When you imagine becoming a university student you may have ideas of fresher’s week, lazy study days, late nights and occasional use of your new stationery. Being a student midwife is a different experience.

How the course is structured

Each university may structure their course differently, some you may find yourself on labour ward very quickly and for others you may have a few months in University preparing with clinical skill practice on your class mates.

It can be a learning curve, balancing academia with full time shift work and still trying to enjoy the student experience as much as your friends on other courses.

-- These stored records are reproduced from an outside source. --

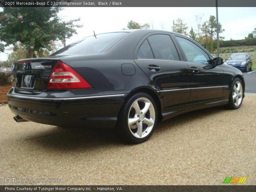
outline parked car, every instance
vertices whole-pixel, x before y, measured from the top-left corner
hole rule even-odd
[[[217,105],[239,108],[242,72],[180,34],[150,29],[86,37],[12,66],[9,106],[17,122],[114,127],[145,141],[159,121]]]
[[[252,61],[248,53],[233,53],[226,60],[226,64],[245,72],[252,71]]]

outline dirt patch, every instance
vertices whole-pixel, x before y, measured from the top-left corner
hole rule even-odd
[[[0,86],[0,104],[6,103],[8,102],[6,94],[11,87],[12,86],[10,85]]]

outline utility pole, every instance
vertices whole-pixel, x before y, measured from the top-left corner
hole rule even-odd
[[[172,29],[172,31],[174,31],[174,32],[175,31],[175,28],[175,28],[175,27],[174,26],[174,20],[173,20],[173,29]]]
[[[217,56],[220,57],[220,39],[219,37],[219,16],[218,16],[218,0],[216,0],[216,20],[217,22]]]

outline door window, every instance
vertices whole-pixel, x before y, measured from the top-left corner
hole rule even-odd
[[[209,64],[209,55],[200,47],[184,38],[176,36],[176,38],[183,50],[188,61]]]
[[[138,59],[154,59],[154,56],[152,53],[149,44],[146,39],[142,44],[138,52]]]
[[[148,38],[155,58],[169,60],[180,60],[177,51],[170,36],[154,35]]]

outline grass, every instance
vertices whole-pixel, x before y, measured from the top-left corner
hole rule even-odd
[[[252,70],[256,70],[256,56],[251,56],[251,58],[252,61]]]
[[[224,47],[220,48],[220,53],[256,52],[256,46]]]
[[[11,87],[11,85],[9,85],[0,86],[0,104],[8,102],[6,93],[10,91]]]

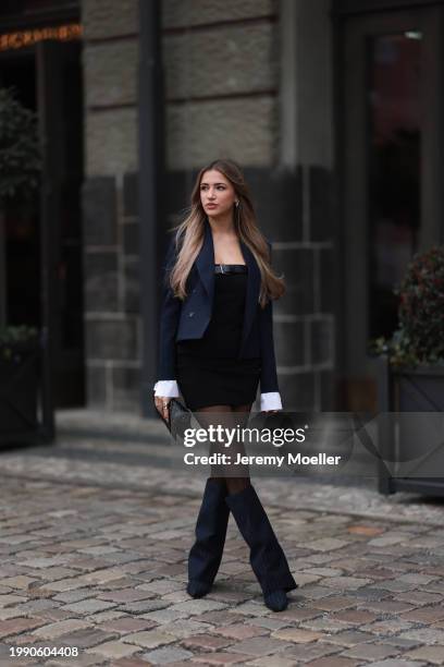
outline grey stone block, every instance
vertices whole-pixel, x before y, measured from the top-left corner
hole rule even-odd
[[[314,319],[310,323],[311,363],[332,364],[334,357],[334,331],[331,318]]]
[[[114,245],[115,180],[96,177],[85,181],[82,189],[84,245]]]
[[[164,28],[185,27],[269,16],[276,12],[276,0],[162,0],[162,25]]]
[[[86,44],[83,61],[87,107],[136,104],[137,38]]]
[[[86,311],[116,311],[119,308],[116,253],[85,253],[84,270]]]
[[[166,105],[168,169],[195,169],[218,157],[244,166],[276,158],[274,95]]]
[[[128,319],[89,319],[86,328],[89,359],[138,359],[137,322]]]
[[[106,374],[104,364],[102,366],[87,366],[87,403],[89,408],[104,405],[107,402]]]
[[[100,39],[138,32],[138,0],[82,0],[84,38]]]
[[[281,374],[279,376],[279,387],[285,410],[310,412],[314,409],[313,373]]]
[[[286,292],[279,300],[279,312],[293,315],[313,313],[313,251],[273,250],[273,266],[284,275]]]
[[[299,241],[303,235],[301,169],[247,167],[244,172],[263,233],[272,242]],[[273,252],[273,263],[274,257]]]
[[[104,109],[86,114],[88,177],[138,169],[137,108]]]
[[[112,369],[112,408],[125,412],[140,411],[140,369],[114,367]]]
[[[272,23],[164,36],[166,99],[276,88],[275,38]]]
[[[125,313],[140,313],[140,278],[139,260],[125,259],[124,274],[124,311]]]
[[[301,366],[305,360],[305,324],[303,322],[275,322],[274,347],[278,366]]]
[[[139,223],[125,222],[122,225],[123,252],[125,255],[139,254]]]
[[[310,241],[334,238],[332,175],[324,167],[309,168]]]
[[[125,173],[123,177],[123,215],[138,215],[138,173]]]

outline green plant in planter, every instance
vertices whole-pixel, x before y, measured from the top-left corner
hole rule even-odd
[[[444,246],[415,255],[395,294],[398,328],[371,351],[387,354],[393,366],[444,365]]]
[[[38,343],[36,327],[26,325],[0,327],[0,362],[13,362],[17,351],[36,343]]]
[[[17,100],[13,87],[0,88],[0,202],[30,197],[40,170],[37,117]]]
[[[41,165],[37,116],[18,101],[13,87],[0,88],[0,327],[3,328],[7,317],[3,213],[8,202],[22,204],[36,195]]]

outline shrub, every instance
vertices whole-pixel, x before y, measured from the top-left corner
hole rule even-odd
[[[377,339],[373,351],[392,365],[444,364],[444,246],[415,255],[395,294],[398,328]]]
[[[29,197],[40,170],[37,117],[16,99],[14,88],[0,88],[0,202]]]

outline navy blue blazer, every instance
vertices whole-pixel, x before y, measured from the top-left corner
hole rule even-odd
[[[271,243],[268,241],[271,251]],[[240,241],[242,254],[248,267],[244,324],[238,359],[261,357],[260,392],[278,391],[278,374],[273,339],[273,306],[259,305],[260,270],[249,247]],[[171,239],[164,263],[163,301],[160,313],[159,379],[173,380],[175,343],[180,340],[202,338],[210,322],[214,289],[214,245],[211,227],[206,220],[203,244],[189,271],[184,301],[174,296],[169,276],[176,258]]]

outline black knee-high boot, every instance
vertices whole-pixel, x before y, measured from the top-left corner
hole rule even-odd
[[[188,556],[187,592],[193,597],[209,593],[222,560],[230,509],[223,480],[207,480],[196,523],[196,542]]]
[[[225,502],[250,548],[250,563],[266,604],[274,611],[286,607],[287,591],[297,589],[285,554],[251,484],[237,494],[230,494]]]

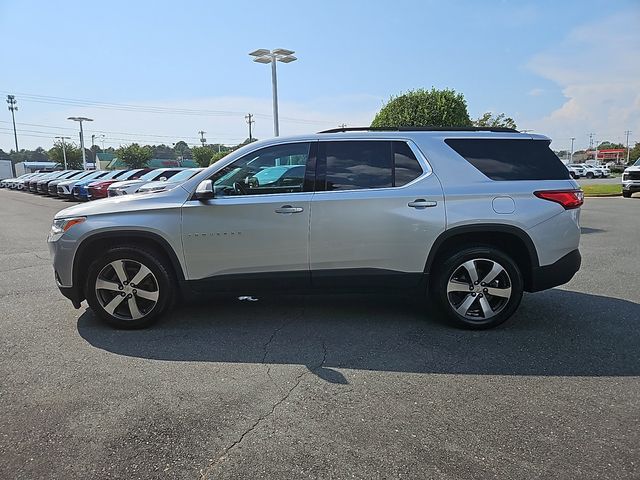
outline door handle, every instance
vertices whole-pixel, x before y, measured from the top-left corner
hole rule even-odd
[[[276,208],[276,213],[301,213],[304,211],[302,207],[292,207],[291,205],[283,205]]]
[[[418,198],[413,202],[409,202],[407,206],[411,208],[427,208],[427,207],[435,207],[438,202],[433,200],[425,200],[424,198]]]

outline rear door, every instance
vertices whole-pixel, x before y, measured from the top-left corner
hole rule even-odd
[[[417,284],[444,230],[440,182],[408,141],[321,141],[309,258],[316,286]]]
[[[309,204],[316,142],[264,147],[218,170],[215,198],[182,210],[191,280],[215,290],[256,282],[257,289],[309,283]],[[249,290],[251,291],[251,290]]]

The course will teach you everything that you need to know to be a midwife, you will have a assigned mentor in clinical practice to support, encourage and give you as many opportunities to learn as possible. Your time will be shared 50:50 between lecturers/ academic study and placement (in the hospital, community, neonatal unit, theatre) and practical skills such as blood pressure checks, palpating the abdomen, listening to the fetal heart, blood tests, documentation, caring for a woman during labour, vaginal examinations, facilitating birth, newborn care, breastfeeding support.

  • 1st year
  • 2nd year
  • 3rd year
At uni:
Anatomy and physiology including adaptation of pregnancy systems.
Learn the fundamental midwifery skills underpinned by theory
Professional, legal and codes of conduct
Accessing relevant research

In placement:
Introduction to clinical practice, what is it like to be a midwife.
Responsibility and role of the student midwife
Communication and documentation skills.
Infant feeding
Deviation from normal and more complicated procedures
Labour and birth care
Learn about allied services that midwives work alongside

In uni:
You will learn about genetics, pregnancy and medical related condition
Explore the global related issues of pregnancy and childbirth
You will expand on your knowledge of professional practice, boundaries and interprofessional communication
You will learn how to compare and contrast relevant research

In practice:
You will develop the practical skills learnt in year 1
Medicines management including drug calculations
You will get the chance to caseload to understand autonomous practice
Some universities offer elective self funded placements, although this may also happen in the 3rd year.

In uni:
By choosing a topic to research you will demonstrate synthesis of evidence and analysis.

In practice:
You will enhance your skills so that you will be a safe, autonomous, competent practitioner and be ready to be entered onto the professional register at the point of qualifying.
You will learn how to risk assess, prioritise care and manage complications that may occur
You will demonstrate leadership

Some universities offer elective self-funded placements, although this may also happen in the 3rd year.